After quality control metrics were applied (see methods), over 524K-genotyped SNPs remained in each study for a combined total of unique 873K SNPs for analysis. The genomic control lambda for the study was 1.008, indicating little evidence of population substructure, relatedness or differential genotyping between cases and controls (Fig. 1). No SNP association reached genome-wide significance (P < 5 × 10−8) (Fig. 2). In particular, we did not replicate rs1202524 (P = 0.39), a reported EC susceptibility locus in Asian women (Long et al. 2012), in our Stage 1 population of women of European ancestry.

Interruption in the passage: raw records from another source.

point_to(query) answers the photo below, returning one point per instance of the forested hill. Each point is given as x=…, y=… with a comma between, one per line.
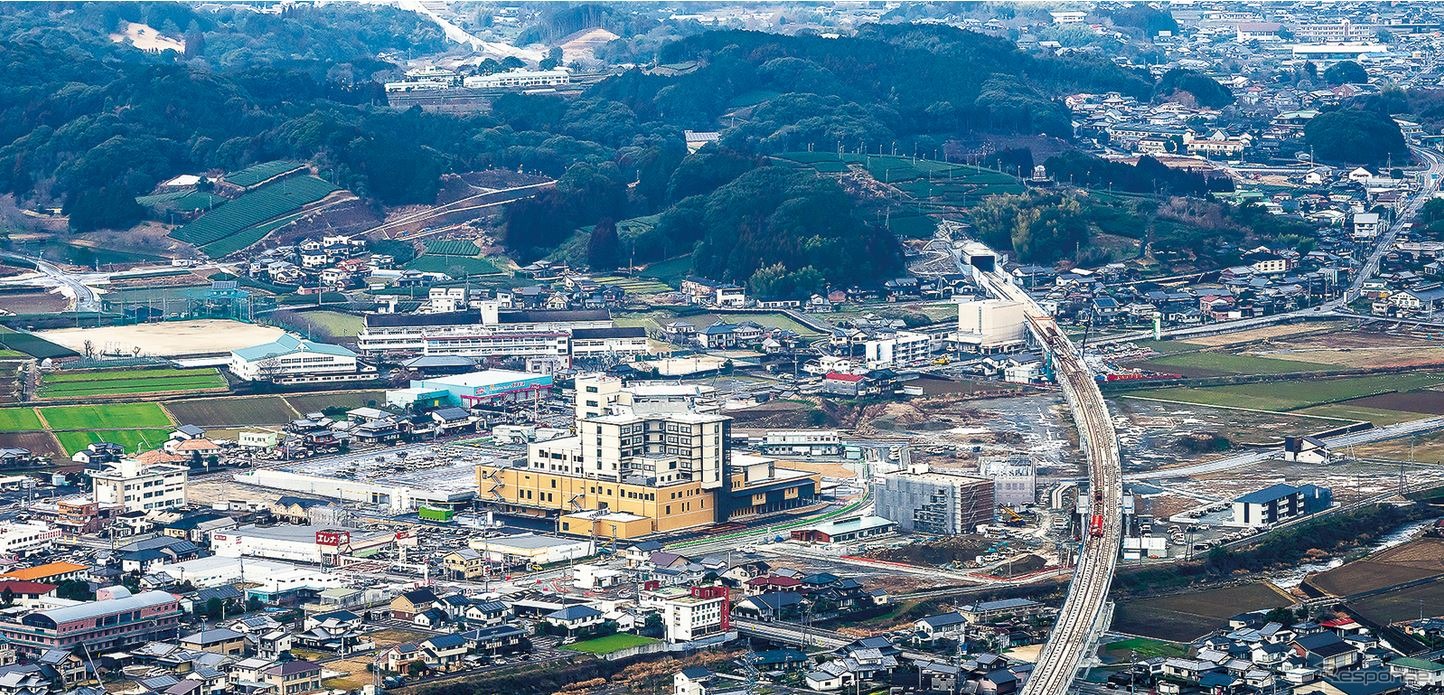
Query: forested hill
x=90, y=122
x=891, y=81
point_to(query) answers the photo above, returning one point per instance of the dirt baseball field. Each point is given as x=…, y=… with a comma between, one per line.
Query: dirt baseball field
x=168, y=338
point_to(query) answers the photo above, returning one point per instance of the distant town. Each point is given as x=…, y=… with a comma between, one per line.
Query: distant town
x=721, y=348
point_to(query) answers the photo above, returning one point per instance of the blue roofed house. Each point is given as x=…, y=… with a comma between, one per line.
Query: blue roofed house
x=445, y=652
x=774, y=606
x=942, y=624
x=1268, y=506
x=290, y=357
x=575, y=617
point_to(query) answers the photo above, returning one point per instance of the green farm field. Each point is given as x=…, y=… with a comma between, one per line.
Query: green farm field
x=132, y=439
x=129, y=382
x=1295, y=395
x=233, y=411
x=610, y=643
x=1199, y=364
x=19, y=419
x=451, y=247
x=106, y=416
x=260, y=172
x=253, y=208
x=455, y=266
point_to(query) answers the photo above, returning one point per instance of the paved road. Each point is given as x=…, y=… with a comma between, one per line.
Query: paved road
x=83, y=296
x=1080, y=617
x=1337, y=307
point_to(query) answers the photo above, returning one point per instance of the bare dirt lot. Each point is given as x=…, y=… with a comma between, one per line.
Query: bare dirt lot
x=1412, y=402
x=33, y=302
x=168, y=338
x=825, y=468
x=1404, y=604
x=38, y=442
x=1183, y=617
x=1160, y=434
x=1233, y=338
x=1407, y=562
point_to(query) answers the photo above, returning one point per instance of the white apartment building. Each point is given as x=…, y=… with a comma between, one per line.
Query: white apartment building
x=517, y=78
x=991, y=325
x=898, y=348
x=487, y=331
x=669, y=447
x=802, y=442
x=1366, y=226
x=597, y=395
x=601, y=343
x=19, y=538
x=690, y=617
x=139, y=487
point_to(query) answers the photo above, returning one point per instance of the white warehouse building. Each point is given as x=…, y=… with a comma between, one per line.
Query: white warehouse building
x=991, y=325
x=290, y=356
x=298, y=544
x=19, y=538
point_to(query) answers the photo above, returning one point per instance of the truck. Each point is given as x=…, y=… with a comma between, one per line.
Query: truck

Among SNPs associated with the smallest ranked P values, rs9344 and rs1352075 at the 11q13.3 locus caught our attention because of significant associations between this locus and breast cancer (Turnbull et al. 2010) and renal cancer (Purdue et al. 2011) in prior GWAS. Thus, we initially pursued a fast-track replication for seven SNPs independently associated with EC (r 2 < 0.2) at P < 1 × 10−5 from Stage 1, as well as two HNF1B SNPs (rs4430796 and rs11651755) identified by Spurdle et al. (Spurdle et al. 2011) (Supplementary Table 2). The fast-track replication was conducted in a multiethnic sample of 2,294 cases and 3,395 controls from two cohorts [MEC and the Prevention Study II (CPSII) Nutrition cohort] and five case–control studies [the Alberta Health Services (AHS) study, FHCRC, Estrogen, Diet, Genetics, and Endometrial Cancer (EDGE) study, Turin, and Women’s Insights and Shared Experiences (WISE)] (Table 1). Among women of European ancestry, we replicated EC associations with SNPs at the HNF1B locus (P < 0.005), but did not replicate any of the other seven SNPs (Supplementary Table 2a): the lowest P value for the seven SNPs in fast-track replication was 0.18. No statistically significant associations were observed when we examined among other ethnicities (Supplementary Table 2b).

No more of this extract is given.